The review is full of many useful observations, but Reynold's 2000 advice regarding interspace level choice for spinal access is by far the most important: always access the intrathecal space at the lowest possible level, and "...the L2/3 interspace should not be an option."

McCombe & Bogod spend some time exploring the variability of cord termination level, individual variability of the intercristal line, and the inaccuracy of anaesthetist interspace level estimation. Well worth reading the whole review.

Read on for CS vasopressor choices & heavy bupivacaine alternatives...

All Things Endotracheal

There have been some interesting papers recently exploring all-things endotracheal, relevant to anaesthesiologists, intensivists and emergency physicians alike.

Some challenge long-accepted dogma (ETT size), others confirm natural trends (cuffed paediatric tubes), or delve into ventilation physiology long forgotten by some of us (the ventral shift...).

Here's a brief stroll through five articles that may challenge your practice.

Choose smaller...

First, Karmali & Rose challenge the dogma surrounding endotracheal tube sizing in adult anaesthesia. They explore both the functional consequences of ETT size, good and bad, as well as the implications for airway trauma.

They describe how a modern ETT ≥ 6.0mm ID will accomodate most intraluminal devices, and in fact smaller sizes might even facilitate some airway procedures. Similarly, inspiratory and expiratory flow dynamics of smaller ETTs are inconsequential for most fit and healthy patients.

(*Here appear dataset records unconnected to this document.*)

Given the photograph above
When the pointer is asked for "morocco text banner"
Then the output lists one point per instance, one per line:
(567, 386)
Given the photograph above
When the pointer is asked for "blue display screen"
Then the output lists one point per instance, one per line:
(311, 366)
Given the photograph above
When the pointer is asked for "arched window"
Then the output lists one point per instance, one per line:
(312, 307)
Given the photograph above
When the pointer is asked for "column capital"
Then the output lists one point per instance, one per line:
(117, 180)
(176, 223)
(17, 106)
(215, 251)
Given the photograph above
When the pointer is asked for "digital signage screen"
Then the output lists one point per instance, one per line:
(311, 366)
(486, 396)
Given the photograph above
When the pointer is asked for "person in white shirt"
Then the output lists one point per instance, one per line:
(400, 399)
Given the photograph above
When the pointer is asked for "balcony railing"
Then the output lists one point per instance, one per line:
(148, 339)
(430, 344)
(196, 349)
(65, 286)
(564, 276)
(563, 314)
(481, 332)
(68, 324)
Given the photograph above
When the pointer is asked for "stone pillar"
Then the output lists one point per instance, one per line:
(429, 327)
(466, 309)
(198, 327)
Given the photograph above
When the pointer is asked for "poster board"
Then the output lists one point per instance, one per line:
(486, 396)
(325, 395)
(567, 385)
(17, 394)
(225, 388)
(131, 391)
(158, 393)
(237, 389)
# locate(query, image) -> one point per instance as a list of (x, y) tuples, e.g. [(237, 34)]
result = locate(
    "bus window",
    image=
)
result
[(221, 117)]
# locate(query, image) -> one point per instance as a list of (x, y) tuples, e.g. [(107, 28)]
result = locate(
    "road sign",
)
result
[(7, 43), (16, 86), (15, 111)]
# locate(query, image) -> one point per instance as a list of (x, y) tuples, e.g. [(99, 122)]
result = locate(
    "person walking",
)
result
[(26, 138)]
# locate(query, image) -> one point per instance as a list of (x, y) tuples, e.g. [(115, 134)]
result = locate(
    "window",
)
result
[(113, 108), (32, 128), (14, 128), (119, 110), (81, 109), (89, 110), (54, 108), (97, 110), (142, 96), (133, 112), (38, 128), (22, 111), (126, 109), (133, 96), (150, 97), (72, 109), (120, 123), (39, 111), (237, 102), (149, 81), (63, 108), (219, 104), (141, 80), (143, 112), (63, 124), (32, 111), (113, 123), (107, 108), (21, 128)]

Noting that there is wide individual variation in tracheal dimensions, such that some patients are poorly served by a traditional ETT-size choice, they highlight the correlation between ETT size and airway trauma, hoarseness and sore throat, noting that for many patients a 'large' ETT offers little practical benefit.

"Instead of opting for ‘the largest tube that the larynx will comfortably accommodate’, we perhaps should consider using the smallest tube which permits the safe conduct of anaesthesia."

For routine anaesthesia of ASA 1 & 2 patients, an ETT sized 6.0-7.0 mm is probably the best balance between ventilation needs and airway trauma.

Don't cough

Yang et al.'s high quality meta-analysis explores the use of intravenous lidocaine/lignocaine to reduce a common, but potentially significant post-operative problem: coughing on extubation. Both coughing (reported incidence 15-94%) and post-operative sore throat (21-72%) are common among surgical patients.

This meta-analysis of 16 trials (though only 1,516 total subjects) showed a significant reduction in cough RR 0.64 (0.48-0.86 & NNT=5), and post-operative sore throat RR 0.46 (0.32-0.67), though no difference in laryngospasm, adverse events or time to extubation when using modern volatile agents.

However, they could make no clear recommendation of optimal timing or dose of lidocaine – although past reviews had found suggestion of a dose-effect, settling on 1.5 mg/kg as the best choice (Clivio et al. 2019).

Regardless, a simple intervention with peri-operative IV lidocaine reduces coughing on extubation and reduces post-operative sore throat, without any apparent increase in adverse events.